Of course, in principle, one has to admit that Adblock (Plus) is of course a potential security risk. Whether this risk warrants a reasonable concern is another thing.
Adblock (Plus) might be a security risk for three reasons:
- It is software that runs on your computer, which could, like all software, in principle do almost anything. Including showing false information or stealing your data.
- It does modify web page contents, that is what blocking ads is about. Certainly, a software which is well-known to modify the contents of web pages could modify the contents in a malicious way and go unnoticed much easier than another software.
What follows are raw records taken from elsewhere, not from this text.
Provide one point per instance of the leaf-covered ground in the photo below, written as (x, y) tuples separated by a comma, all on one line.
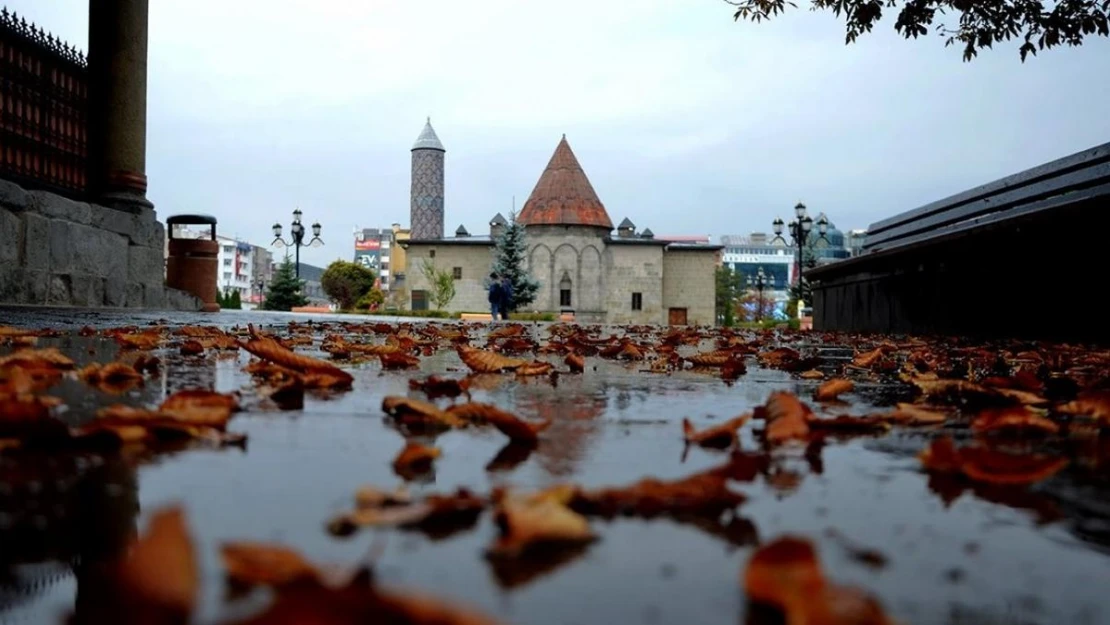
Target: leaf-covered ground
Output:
[(256, 467)]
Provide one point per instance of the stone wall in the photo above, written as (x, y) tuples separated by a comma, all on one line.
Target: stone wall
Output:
[(472, 259), (688, 283), (634, 269), (54, 251)]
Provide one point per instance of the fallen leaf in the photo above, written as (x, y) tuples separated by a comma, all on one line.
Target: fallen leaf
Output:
[(412, 411), (831, 389), (507, 423), (482, 361), (719, 436), (414, 459), (527, 524), (1013, 420)]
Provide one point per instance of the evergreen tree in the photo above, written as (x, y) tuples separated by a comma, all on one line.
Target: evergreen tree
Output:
[(510, 259), (284, 289)]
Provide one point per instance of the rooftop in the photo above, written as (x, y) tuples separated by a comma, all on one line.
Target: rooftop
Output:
[(563, 194)]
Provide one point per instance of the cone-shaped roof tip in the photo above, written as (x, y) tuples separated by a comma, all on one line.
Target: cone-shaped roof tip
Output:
[(563, 194), (427, 139)]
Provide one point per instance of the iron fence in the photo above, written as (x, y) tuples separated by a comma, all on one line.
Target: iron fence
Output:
[(43, 109)]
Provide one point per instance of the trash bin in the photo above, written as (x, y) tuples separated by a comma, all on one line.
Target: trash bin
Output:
[(192, 263)]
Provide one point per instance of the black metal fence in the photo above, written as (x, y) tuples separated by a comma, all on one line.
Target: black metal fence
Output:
[(43, 109)]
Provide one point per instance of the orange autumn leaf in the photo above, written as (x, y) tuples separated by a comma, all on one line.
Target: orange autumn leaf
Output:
[(786, 574), (505, 422), (1018, 419), (158, 581), (399, 361), (1091, 404), (575, 362), (436, 386), (536, 368), (271, 350), (710, 359), (719, 436), (482, 361), (912, 414), (47, 358), (786, 416), (831, 389), (261, 564), (702, 493), (987, 465), (409, 410), (140, 341), (414, 459), (528, 523)]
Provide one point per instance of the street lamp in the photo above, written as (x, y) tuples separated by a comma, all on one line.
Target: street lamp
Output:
[(798, 231), (298, 232), (762, 281)]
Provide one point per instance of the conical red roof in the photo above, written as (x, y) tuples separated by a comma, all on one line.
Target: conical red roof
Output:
[(564, 195)]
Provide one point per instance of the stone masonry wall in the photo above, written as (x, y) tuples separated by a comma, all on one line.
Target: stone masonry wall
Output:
[(688, 283), (56, 251), (475, 262), (634, 269)]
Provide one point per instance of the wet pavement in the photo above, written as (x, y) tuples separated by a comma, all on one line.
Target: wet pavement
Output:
[(939, 555)]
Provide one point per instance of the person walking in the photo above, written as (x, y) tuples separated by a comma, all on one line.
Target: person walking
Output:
[(496, 295), (506, 296)]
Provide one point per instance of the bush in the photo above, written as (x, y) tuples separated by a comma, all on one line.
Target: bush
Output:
[(371, 301), (346, 282)]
- It performs this task by matching a downloadable list of regular expressions from a range of (uncontrolled/unknown) third parties, such as EasyList
So, if you are in ultra-paranoia mode, you might fear that either someone at EasyList (or another filter list provider) modifies the filter list so they do something malicious, or a hacker hijacks the site. Your Adblock Plus addon would presumably download the malicious list during its daily/weekly update without knowing and without a means of verification (there is a checksum that can be embedded, but this only protects from accidential corruption, not malicious modification).
As a result, such a malicious block list could in theory cause the addon to do "evil things".
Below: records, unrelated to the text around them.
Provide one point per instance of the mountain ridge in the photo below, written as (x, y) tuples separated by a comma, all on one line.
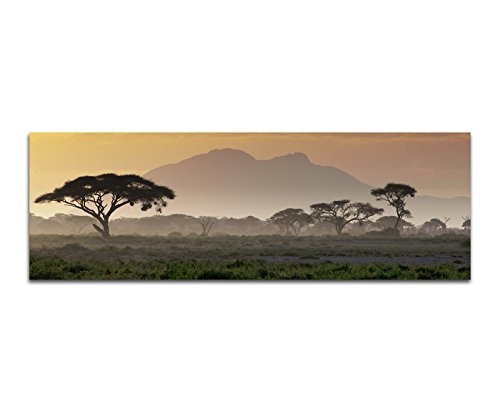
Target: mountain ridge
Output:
[(231, 182)]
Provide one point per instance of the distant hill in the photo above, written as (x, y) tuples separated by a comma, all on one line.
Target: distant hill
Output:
[(230, 182)]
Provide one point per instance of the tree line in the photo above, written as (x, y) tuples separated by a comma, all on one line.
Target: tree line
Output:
[(99, 197)]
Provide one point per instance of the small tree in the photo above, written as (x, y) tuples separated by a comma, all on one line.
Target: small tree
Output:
[(343, 212), (434, 225), (396, 195), (100, 196), (386, 222), (206, 223), (466, 224), (291, 220)]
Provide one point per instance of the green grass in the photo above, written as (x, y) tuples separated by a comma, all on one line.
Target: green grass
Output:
[(228, 247), (248, 258), (49, 267)]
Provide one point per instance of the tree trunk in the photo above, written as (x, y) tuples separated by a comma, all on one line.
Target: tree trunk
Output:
[(397, 222), (104, 231)]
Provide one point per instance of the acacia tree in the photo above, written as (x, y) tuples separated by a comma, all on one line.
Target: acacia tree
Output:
[(79, 222), (396, 194), (100, 196), (342, 212), (291, 220), (466, 224), (206, 223), (434, 225)]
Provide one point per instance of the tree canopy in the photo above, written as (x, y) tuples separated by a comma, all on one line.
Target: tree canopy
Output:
[(396, 195), (100, 196), (342, 212), (291, 220)]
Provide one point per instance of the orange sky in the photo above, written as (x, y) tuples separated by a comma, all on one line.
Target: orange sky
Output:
[(436, 164)]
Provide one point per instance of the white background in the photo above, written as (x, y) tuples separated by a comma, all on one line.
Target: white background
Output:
[(249, 66)]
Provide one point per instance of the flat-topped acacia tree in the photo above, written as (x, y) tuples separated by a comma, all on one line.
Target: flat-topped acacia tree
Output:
[(100, 196), (342, 212), (396, 194)]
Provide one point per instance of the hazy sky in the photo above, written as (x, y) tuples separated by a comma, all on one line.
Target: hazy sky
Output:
[(436, 164)]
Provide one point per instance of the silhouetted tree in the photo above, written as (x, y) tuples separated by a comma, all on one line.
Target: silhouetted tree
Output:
[(343, 212), (389, 221), (291, 220), (466, 224), (100, 196), (79, 222), (434, 225), (396, 194), (206, 223)]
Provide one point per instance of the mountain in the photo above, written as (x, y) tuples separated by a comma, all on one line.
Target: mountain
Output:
[(230, 182)]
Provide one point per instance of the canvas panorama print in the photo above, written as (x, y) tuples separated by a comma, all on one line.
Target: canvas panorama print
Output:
[(249, 206)]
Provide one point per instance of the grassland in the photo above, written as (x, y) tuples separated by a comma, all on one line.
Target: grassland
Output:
[(249, 258)]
Luckily, apart from JS exploits, there is not too much harm that could realistically be done via this attack vector due to the way Adblock works (it will match an arbitrary regex, but it won't do arbitrary susbstitutions, so hiding some elements it shouldn't hide or letting some ads through is pretty much the worst possible case).
On the other hand, a JS exploit could be used against you without Adblock Plus running in the first place.
Also, obviously, like any third party software (including Firefox or Chrome itself!) the Adblock Plus addon itself could steal your data. All you can say at the present time is that so far this has not happened.
Then again, almost all of the big commercial players in the business are doing untrustworthy things on a daily base, which nobody objects against.
Now you have to ask yourself how likely it is that Adblock Plus will indeed steal user data, and how likely it is that such a thing would go undetected for longer than a day or two on a widely-deployed open-source project.
Frankly, if you believe that this is a serious and realistic threat which is likely to affect you, then you must also believe that the Microsoft in collaboration with the NSA already builds identity theft functionality right into Windows and that every computer has a secret "kill switch" which the US DoD can activate at will (that too, is in principle possible, and it's actually more likely to be true than the author of Adblock stealing your savings).
You should not trust GMX either in this case, since they will (note the wording, will, not may) share all your personal data and traffic information in a malicious and unethical way with other parties (at least with US agencies, due to Schröder's 2001 treaty, but you have no way of telling with whom else).
You also shouldn't trust 1&1 (another member of United Internet) because they will share your personal data with who-knows-whom (being an US based company). Nor Google, nor the other half of the internet for that matter.
On the other hand, Adblock Plus has demonstrably prevented malware from being installed on users' computers in the past.